Naskah yang berhasil diselamatkan saat terjadi Perang Lombok pada 1894 itu tidak menyebutkan di mana letak Bubat.
Meski demikian, terdapat empat naskah Sunda kuno yang menyebut peristiwa Bubat, meski dalam versi yang berbeda-beda. Oleh karena itu, peristiwa ini juga tidak bisa diabaikan begitu saja.
Bernard H.M. Vlekke, Guru Besar Universitas Leiden, Belanda, penulis buku Nusantara. Sejarah Indonesia, menyebutkan bahwa lokasi Bubat diambil dari Kidung Sunda.

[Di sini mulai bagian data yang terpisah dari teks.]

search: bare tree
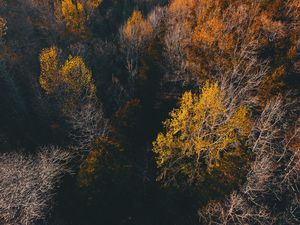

Bubat adalah sebuah lapangan besar di sebelah utara Trowulan, ibu kota Majapahit.
Di lapangan besar itu, rombongan Raja Sunda berkemah dengan pasukan pengawalnya. Lapangan Bubat biasa digunakan bangsawan Majapahit untuk berburu atau mengadakan turnamen.
Perang Bubat adalah perang yang terjadi pada masa pemerintahan raja Majapahit, Hayam Wuruk dengan mahapatih Gajah Mada.
Perang ini melibatkan sejumlah besar pasukan Kerajaan Majapahit pimpinan Gajah Mada melawan sekelompok kecil pasukan dari Kerajaan Sunda (Padjajaran) pimpinan Prabu Maharaja Linggabuana di lapangan Bubat pada abad ke 14 sekitar tahun 1360 masehi.
Pertempuran yang tidak seimbang itu dimenangkan Kerajaan Majapahit. Pasukan kerajaan Sunda dibantai habis termasuk komandan perangnya yang juga raja kerajaan Sunda, Prabu Maharaja Linggabuana.
Putri Raja Sunda bernama Dyah Pitaloka Citraresmi yang sedianya akan dinikahkan dengan Raja Hayam Wuruk bunuh diri setelah meratapi kematian sang ayah di medan perang Bubat.